Wilding the Campus

Lower Pool Studio

Studio leaders: Maud Cassaignau with Heike Rahmann, Brent Greene

In partnership with Salad Dressing and RMIT Place Lab

Semester 1, 2023

The design research studio collaboration with and Salad Dressing Landscape Architects Singapore investigates Wilding Strategies within cities. It aims to test opportunities for wilding at a strategic to local scale, using the case of the RMIT Campus Innovation District.

Wild ecologies, it hypothesises, offer a more resilient mode of revegetation of cities, that contributes to counteract biodiversity decline and climate change: Contrary to prevalent single species revegetation, their complete ecologies comprising diverse plants, animals and fungi offer systemic robustness and elasticity that allows those ecologies to better react to climatic fluctuations, extremes and change.
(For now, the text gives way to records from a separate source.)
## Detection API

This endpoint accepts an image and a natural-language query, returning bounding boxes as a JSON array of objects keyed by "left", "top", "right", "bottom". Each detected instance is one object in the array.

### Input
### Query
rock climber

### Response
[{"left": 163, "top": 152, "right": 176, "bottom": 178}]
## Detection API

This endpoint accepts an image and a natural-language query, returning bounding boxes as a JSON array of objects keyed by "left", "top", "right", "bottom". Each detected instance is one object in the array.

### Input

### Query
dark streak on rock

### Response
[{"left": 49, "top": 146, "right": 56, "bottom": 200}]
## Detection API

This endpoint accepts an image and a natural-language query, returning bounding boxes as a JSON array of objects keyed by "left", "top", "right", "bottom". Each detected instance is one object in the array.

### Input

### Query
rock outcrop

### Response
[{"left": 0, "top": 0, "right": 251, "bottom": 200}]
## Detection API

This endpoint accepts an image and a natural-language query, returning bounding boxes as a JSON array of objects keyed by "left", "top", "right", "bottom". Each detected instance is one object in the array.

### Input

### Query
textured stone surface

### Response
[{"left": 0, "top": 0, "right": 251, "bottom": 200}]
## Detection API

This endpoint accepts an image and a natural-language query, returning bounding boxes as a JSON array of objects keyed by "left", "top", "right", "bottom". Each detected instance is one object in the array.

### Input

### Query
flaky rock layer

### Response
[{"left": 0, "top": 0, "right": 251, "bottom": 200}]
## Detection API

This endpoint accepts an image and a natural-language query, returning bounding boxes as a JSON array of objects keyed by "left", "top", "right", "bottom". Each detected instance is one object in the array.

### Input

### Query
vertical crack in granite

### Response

It investigates a site centred around the RMIT Innovation precinct at three different scales how the live lab precinct could be rewilded: How could a rewilding strategy be initiated and tested through a series of built prototypes, how could these ecologies be extended to the whole Innovation district with its central Cardigan street turned into a linear park and how could this be connected to existing surrounding ecologies (parks). The prototypes will test community response to rewilding concepts, allow to scope and evaluate ecological and climatic impacts of wild ecologies at different scales, and be used as support to generate discussions around financing models alongside exhibition of urban strategies. The project is ongoing, and first urban strategies have been explored.